By
Eric Uthus
January 25, 2007
Contrary to popular belief, being a Hollywood actress is one of the hardest jobs in the country.
Just think about it every passing moment of your life is under extreme scrutiny. You're always trying to one-up the other people in the business, and in some cases, you have to pretend to act in movies.
This all seems kind of daunting, but I'm here to help. After some thorough investigating and many hours of research, I've created a sure-fire guide to becoming the next big Hollywood actress.
All right, so in order to get started, you'll have to take whatever self-confidence you have and completely toss it out the window. The most important concept behind being a great actress is constant self-hatred. Whether it's your weight, the clothes you wear, or that god-forsaken mole on your cheek, you can never be satisfied with your own image, because otherwise you would be rebelling against what our society is all about: loathing who you are.

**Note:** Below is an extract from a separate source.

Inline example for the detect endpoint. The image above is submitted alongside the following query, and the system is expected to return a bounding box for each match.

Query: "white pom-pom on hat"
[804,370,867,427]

Once you've gone through whatever diet plans, plastic surgeries or drug addictions that are necessary to perfect yourself physically, it's time to pick your first movie role. Now, I would recommend you do something that doesn't take a lot of effort, like a really cheesy horror film or possibly something directed by Michael Bay. Basically, you're looking for a movie in which the majority of your time will be spent either screaming or running around naked.
Which leads me to another important building block in your career: the infamous nude scene. Generally speaking, most actresses wait a couple movies before they decide to bare all. Some wait until they've got an Oscar-worthy performance to go the extra mile. Others do it in all of their films because they've realized that no one is watching them for their acting.
Whatever case you choose to follow, always know that you will never become truly successful until you fulfill every fanboy's wildest dream.
Anyway, now that you've become somewhat famous, you'll have to pick up a boyfriend so you're not walking on all of those red carpets by yourself. It's important, however, to remember a couple things when choosing that lucky someone.
First, you'll need to make sure that the guy is both a) less attractive then you are and b) less successful. The spotlight needs to be focused on you at all times because you are the only person who matters in this world and any light taken from you will lead to jealousy and probably a lawsuit.
Secondly, never become too involved with your significant other, because once things are going well, you're going to have to break up with or cheat on him. Hollywood never has been one to enjoy long term relationships or what some people call "love," so even when you're dating him, make sure you've always got that backup ready to go out with.
The final step to becoming famous is expanding your horizons and then failing horribly at it. Singing, dancing, maybe even theatre, you gotta try something you have no experience with, so after several years of disappointment you can receive pity from the general public because "you tried."
By this point, you will have made it big. You're the cream of the crop. Now, you may not be the most talented person in the world, or even respected, but you're famous. And that, my friends, is all that really matters in life.